Sum- and Difference-Frequency Interactions

Before we delve into the microscopic physical processes and mathematical relationships that enable nonlinear interactions in some materials, it is worthwhile to simply see what they look like.

The simplest example of a nonlinear process is the addition and subtraction of the colors of two light beams incident on an appropriate material. For example, when two red (800 nm) photons hit a barium borate (BBO) crystal at just the right angle, their energies can add up to produce one violet (400 nm) photon. This process is known as second harmonic generation (SHG).

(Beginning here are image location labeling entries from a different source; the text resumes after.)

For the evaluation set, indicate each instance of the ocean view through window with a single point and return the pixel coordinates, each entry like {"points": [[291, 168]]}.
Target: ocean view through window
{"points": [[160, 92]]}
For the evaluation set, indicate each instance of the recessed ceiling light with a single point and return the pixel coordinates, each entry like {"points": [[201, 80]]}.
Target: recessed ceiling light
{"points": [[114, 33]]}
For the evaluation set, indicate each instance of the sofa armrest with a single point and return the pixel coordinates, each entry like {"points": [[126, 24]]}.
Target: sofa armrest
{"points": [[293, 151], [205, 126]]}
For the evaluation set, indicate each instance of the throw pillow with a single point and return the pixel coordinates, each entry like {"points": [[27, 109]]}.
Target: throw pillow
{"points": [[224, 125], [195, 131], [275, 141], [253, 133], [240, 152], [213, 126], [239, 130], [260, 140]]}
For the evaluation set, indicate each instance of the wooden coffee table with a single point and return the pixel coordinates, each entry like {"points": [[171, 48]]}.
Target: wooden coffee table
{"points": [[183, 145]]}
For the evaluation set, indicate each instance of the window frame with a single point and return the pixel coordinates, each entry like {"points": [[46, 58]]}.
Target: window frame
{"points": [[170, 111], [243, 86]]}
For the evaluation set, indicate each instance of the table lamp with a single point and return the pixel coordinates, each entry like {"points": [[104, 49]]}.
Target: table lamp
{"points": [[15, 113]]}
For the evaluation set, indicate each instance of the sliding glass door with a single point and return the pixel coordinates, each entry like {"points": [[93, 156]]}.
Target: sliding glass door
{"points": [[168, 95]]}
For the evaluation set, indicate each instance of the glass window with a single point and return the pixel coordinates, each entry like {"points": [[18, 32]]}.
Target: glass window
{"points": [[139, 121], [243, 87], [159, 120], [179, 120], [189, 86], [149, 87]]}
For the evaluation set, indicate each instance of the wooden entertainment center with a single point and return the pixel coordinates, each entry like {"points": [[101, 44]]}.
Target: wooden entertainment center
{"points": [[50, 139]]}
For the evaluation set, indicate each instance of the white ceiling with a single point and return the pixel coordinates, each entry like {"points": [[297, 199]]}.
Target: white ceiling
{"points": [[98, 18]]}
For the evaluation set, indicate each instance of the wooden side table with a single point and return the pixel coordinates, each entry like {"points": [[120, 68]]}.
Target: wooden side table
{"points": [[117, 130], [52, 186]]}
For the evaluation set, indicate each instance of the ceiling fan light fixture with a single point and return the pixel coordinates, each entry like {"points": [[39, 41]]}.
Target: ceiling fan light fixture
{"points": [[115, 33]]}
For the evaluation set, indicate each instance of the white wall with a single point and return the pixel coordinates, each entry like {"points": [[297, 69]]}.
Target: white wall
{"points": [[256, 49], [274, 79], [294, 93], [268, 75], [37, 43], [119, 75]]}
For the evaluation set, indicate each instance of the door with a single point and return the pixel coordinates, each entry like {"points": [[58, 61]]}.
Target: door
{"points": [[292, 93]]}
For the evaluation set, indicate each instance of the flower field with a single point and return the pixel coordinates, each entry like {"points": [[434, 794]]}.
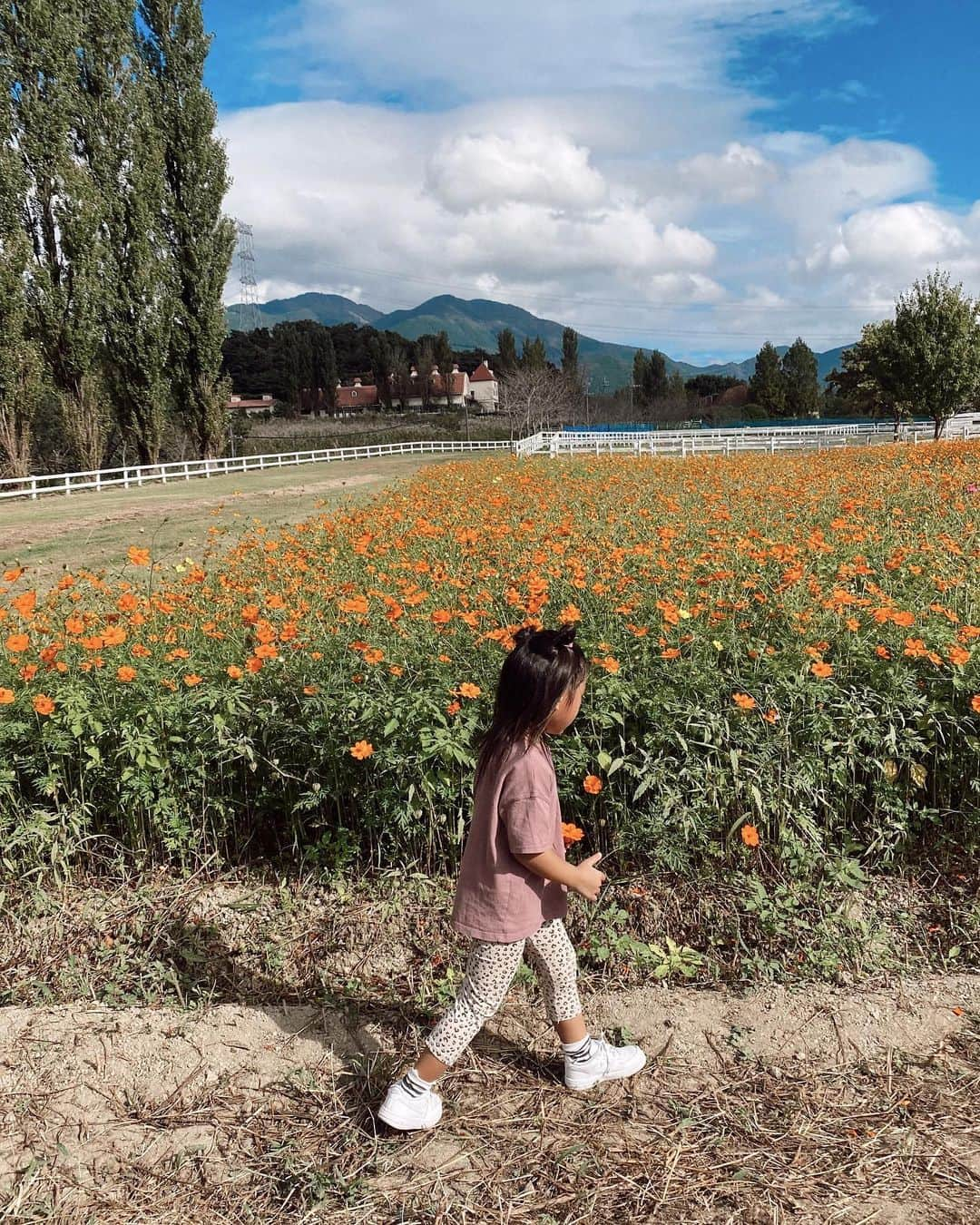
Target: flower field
{"points": [[784, 668]]}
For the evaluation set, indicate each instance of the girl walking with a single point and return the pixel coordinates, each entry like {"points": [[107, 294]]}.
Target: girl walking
{"points": [[511, 896]]}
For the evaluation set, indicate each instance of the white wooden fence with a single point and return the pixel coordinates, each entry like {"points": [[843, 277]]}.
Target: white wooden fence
{"points": [[163, 473], [682, 443]]}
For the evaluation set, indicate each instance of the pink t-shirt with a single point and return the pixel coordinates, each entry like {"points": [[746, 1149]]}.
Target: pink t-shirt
{"points": [[514, 812]]}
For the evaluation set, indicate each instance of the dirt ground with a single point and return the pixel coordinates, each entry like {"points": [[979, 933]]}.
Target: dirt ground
{"points": [[94, 529], [811, 1105]]}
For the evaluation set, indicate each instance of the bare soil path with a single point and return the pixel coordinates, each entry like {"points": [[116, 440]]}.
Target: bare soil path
{"points": [[94, 529], [810, 1105]]}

The incident photons don’t have to originate from the same light beam, nor come in from the same angle. In fact, when photons are incident from different angles on a nonlinear crystal, their different ways they interact are resolved in specific dimensions, giving rise to patterns like this:

In this example, three IR beams labeled 1, 2, and 3 (ω1 = ω2 = ω3 = 7,700 cm-1) are incident on a KTP crystal from different directions, and the above pattern is seen at the output. To understand this pattern, we can start with the “triangle” formed by the three white-looking spots. Even though ω1,2,3 are invisible, the beams resulting from the doubling (15,400 cm-1 orange) and tripling (23,100 cm-1, violet) of this frequency can be seen overlapping at the triangle edges. The spots appear white where the orange and violet colors overlap, but the individual components can be seen “leaking” around the edge.

The bright orange spots at the midpoints along the sides of the triangle represent the process whereby one photon from one beam interacts with one photon from a second beam. For example, the lowermost orange spot represents the sum frequency of beams 1 and 2.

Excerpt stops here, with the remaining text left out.